The function rule C = 40n + 210 relates the number of months n to cost in dollars C of a phone plan and budget phone. Make a table of the input/output pairs to show the cost of the phone and phone plan after 2, 12 and 24months
To create a table of input/output pairs, we will substitute the values of 2, 12, and 24 for n into the given function rule C = 40n + 210.
For n = 2:
C = 40(2) + 210
C = 80 + 210
C = 290
For n = 12:
C = 40(12) + 210
C = 480 + 210
C = 690
For n = 24:
C = 40(24) + 210
C = 960 + 210
C = 1170
Therefore, the table of input/output pairs is as follows:
| Months (n) | Cost (C) |
|------------|--------------|
| 2 | $290 |
| 12 | $690 |
| 24 | $1170 |
To create a table of the input/output pairs for the given function rule, we can substitute the values of n into the equation C = 40n + 210 and calculate the corresponding values of C.

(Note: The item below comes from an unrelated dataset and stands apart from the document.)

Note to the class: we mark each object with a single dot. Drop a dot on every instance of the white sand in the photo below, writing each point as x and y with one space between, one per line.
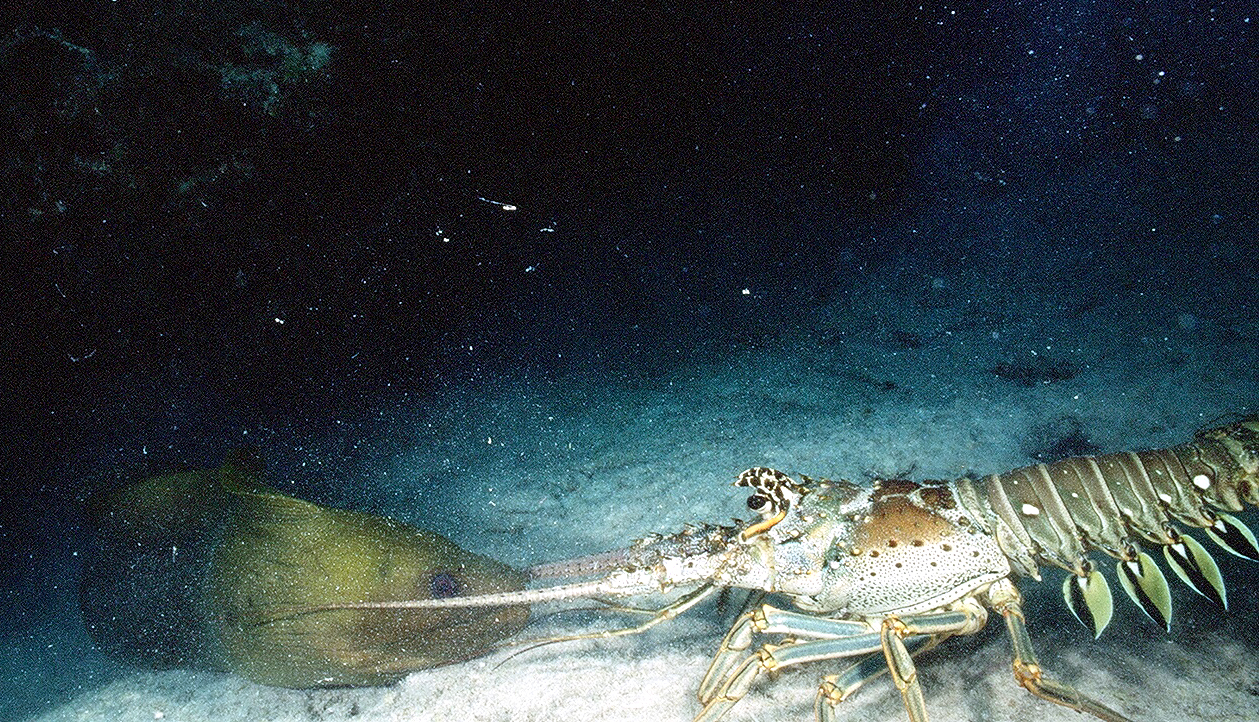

Let's start with the given inputs: 2, 12, and 24 months.
For n = 2:
- Substitute n = 2 into the equation: C = 40(2) + 210
- Perform the calculation: C = 80 + 210
- Evaluate the expression: C = 290
- So after 2 months, the cost of the phone plan will be $290.
For n = 12:
- Substitute n = 12 into the equation: C = 40(12) + 210
- Perform the calculation: C = 480 + 210
- Evaluate the expression: C = 690
- So after 12 months, the cost of the phone plan will be $690.
For n = 24:
- Substitute n = 24 into the equation: C = 40(24) + 210
- Perform the calculation: C = 960 + 210
- Evaluate the expression: C = 1170
- So after 24 months, the cost of the phone plan will be $1170.
Now, we can create the table:
| Months (n) | Cost (C) |
|------------|--------------|
| 2 | $290 |
| 12 | $690 |
| 24 | $1170 |
In this table, the first column represents the input (number of months) and the second column represents the output (cost in dollars) according to the provided function rule.